O filme amarra os depoimentos e as imagens de arquivo por meio da representação de um espetáculo, com os poemas célebres declamados por Camila Morgado e Ricardo Blat e as canções de domínio público interpretadas por Mariana Moraes, Mônica Salmaso, Yamandu Costa, Zeca Pagodinho, entre outros.
Não são eles que seduzem, mas o próprio Vinicius de Moraes. A imagem dele ao lado de Tom Jobim atropelando os versos de Pela Luz dos Olhos Teus devido às doses de uísque é hilária. Também é divertida a dele cantando Canto de Ossanha acompanhado pelo violão de Baden Powell e o coro de uma dezena de jovens.
Os depoimentos dos amigos vêm a confirmá-lo como o senso-comum do imaginário dos ouvintes da música popular brasileira, do homem capaz de fazer qualquer coisa por uma mulher, do amigo que liga no meio da noite para perguntar como está. Somente os das filhas acabam por dimensioná-lo de outro modo, do pai que ocultava a nova mulher grávida, acrescentando um tom discretamente amargo ao filme, de modo que não faça o espectador inquietar-se no sofá.
Tudo bem pensado, como a cena do puteiro acompanhada pela leitura dos versos de Balada do Mangue e a versão em rap de Blues para Emmett. A primeira esvai por estar deslocada dentro do filme e a segunda é exemplar de como as palavras enfraquecem numa encenação.
O que fica de Vinicius é seu humor, o involuntário: a gesticulação dos atores ao declamarem os poemas e as raras aparições alcoolizadas do poetinha. Seu valor maior é o de deixar o público confiante de que pode ser feliz ao conquistar uma mulher depois de uma garrafa de uísque; seu valor menor é o de mostrar que os tempos eram outros. “Não seria possível alguém como Vinicius viver nos dias de hoje”, diz Chico Buarque. Enfim, uma bela auto-ajuda cinematográfica para conformistas tendo como personagem um poeta, em vez de um executivo de grande sucesso.
4 comentários:
Certeiro, Di Carlo!
Ana S.
Também estou de acordo. Aliás, esse filme segue muito a linha do também bastante elogiado: "Brasileirinho" do irmão do Aki Kaurismaki, o Mika. O que faz perder também um pouco de sua credibilidade.

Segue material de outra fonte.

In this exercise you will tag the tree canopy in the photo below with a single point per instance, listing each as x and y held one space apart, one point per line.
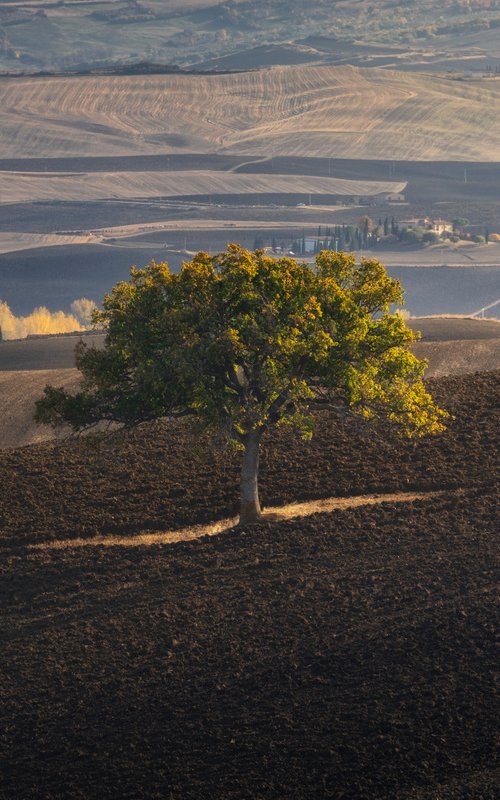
245 341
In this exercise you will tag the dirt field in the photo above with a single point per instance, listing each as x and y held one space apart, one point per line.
344 655
451 346
296 111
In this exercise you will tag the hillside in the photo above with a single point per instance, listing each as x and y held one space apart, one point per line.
97 33
300 111
345 655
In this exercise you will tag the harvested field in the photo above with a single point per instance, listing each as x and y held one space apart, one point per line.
23 187
156 476
450 346
301 111
344 655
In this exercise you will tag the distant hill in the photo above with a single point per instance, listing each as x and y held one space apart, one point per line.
60 36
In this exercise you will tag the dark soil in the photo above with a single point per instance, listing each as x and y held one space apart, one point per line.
345 655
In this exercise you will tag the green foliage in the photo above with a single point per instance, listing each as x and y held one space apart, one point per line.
245 341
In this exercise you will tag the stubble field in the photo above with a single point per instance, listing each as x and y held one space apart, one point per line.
301 111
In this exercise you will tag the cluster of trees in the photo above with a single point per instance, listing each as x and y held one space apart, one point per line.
244 342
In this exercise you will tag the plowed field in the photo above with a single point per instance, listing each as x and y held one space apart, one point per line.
342 655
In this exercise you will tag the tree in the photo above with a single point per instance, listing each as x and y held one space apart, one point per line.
245 342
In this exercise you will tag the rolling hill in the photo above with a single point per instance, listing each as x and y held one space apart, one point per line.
298 110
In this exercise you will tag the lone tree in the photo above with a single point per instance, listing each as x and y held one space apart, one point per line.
244 341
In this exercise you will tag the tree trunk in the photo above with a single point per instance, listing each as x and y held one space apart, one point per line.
249 487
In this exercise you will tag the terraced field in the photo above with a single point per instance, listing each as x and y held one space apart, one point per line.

Mas eu diria que é um documentário válido. Vale, porque Vinícius sempre vele a pena.
O texto está ótimo, mas sabe o que é pior? Acho que o Chico está certo...
Roberto,
Sim, vale a pena. No caso do filme de Miguel Faria Jr., vale a pena pelas imagens de arquivo.
Alessandro,
Concordar ou não com a frase do Chico Buarque depende do modo que a lemos.

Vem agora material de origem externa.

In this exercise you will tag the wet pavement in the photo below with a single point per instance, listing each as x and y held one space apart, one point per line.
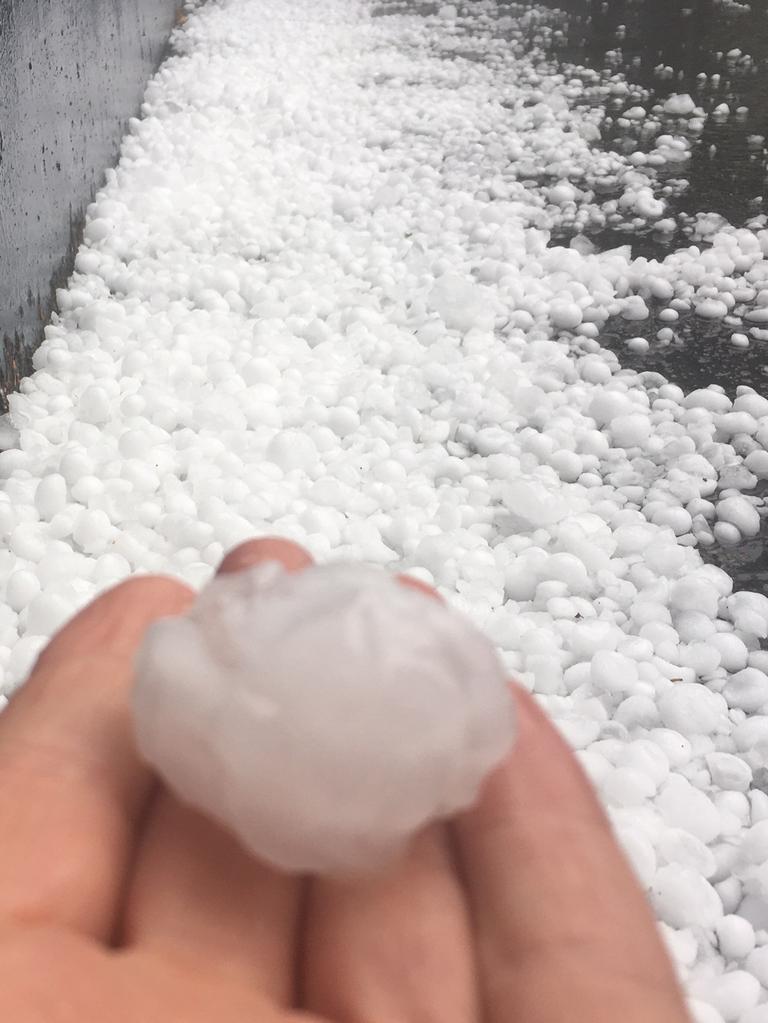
71 75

No filme, ela acaba passando um conformismo, um saudosismo de ver o passado como um defunto, estático em um retrato em branco e preto, que acaba por transformar Vinicius em apenas um homem de seu tempo e não uma pessoa que fez escolhas que acabaram por tornar ele quem é, para o bem e para o mal.
Sim, Vinicius é um homem de seu tempo, só que foi além de seu tempo.
No atual estado de coisas da cultura, é difícil imaginar Vinícius mesmo. Mas, penso eu, sim, existiria, só não seria reconhecido pelo grande público.